The Novi Avion was a fourth generation multi-role combat aircraft. In terms of its basic layout, it featured a cropped delta-canard configuration. Externally, the Avion resembled the French-built Dassault Rafale, although it differed by being both smaller and only powered by a single engine. It was designed to fill a variety of different roles, including air superiority, interception, reconnaissance, ground attack, and anti-shipping operations. According to statements by senior Yugoslavian Air Force officials, the design involved the extensive use of composite materials, which were to comprise a large proportion of the structure. It was to be furnished with various advanced systems, such as integrated navigation/attack systems and a multi-purpose radar system.

The Avion was to incorporate a number of features that were intended to lower its radar cross-section (RCS), although this would not have been to the extent of being a true stealth aircraft. It was intended to be equipped with an advanced Electronic countermeasures (ECM)/Electronic counter-counter-measures (ECCM) suite, which was to be domestically developed in Yugoslavia.

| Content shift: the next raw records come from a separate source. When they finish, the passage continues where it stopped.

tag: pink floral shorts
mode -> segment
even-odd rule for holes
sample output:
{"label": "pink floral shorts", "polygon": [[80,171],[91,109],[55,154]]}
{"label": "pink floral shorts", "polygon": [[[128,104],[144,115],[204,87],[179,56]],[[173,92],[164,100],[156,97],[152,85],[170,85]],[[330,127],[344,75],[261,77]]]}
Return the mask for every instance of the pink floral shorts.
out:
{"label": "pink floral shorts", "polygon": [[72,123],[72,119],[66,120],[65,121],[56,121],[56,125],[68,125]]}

The cockpit was also relatively advanced for the time, integration features such as a speaker recognition capability. The Avion was often claimed to be an all-Yugoslav design, and was not based on any foreign fighter aircraft; however, France provided considerable technical assistance in designing many of the most complex components and elements of the aircraft that Yugoslavia lacked experience with, such as the Avion's multipurpose radar system.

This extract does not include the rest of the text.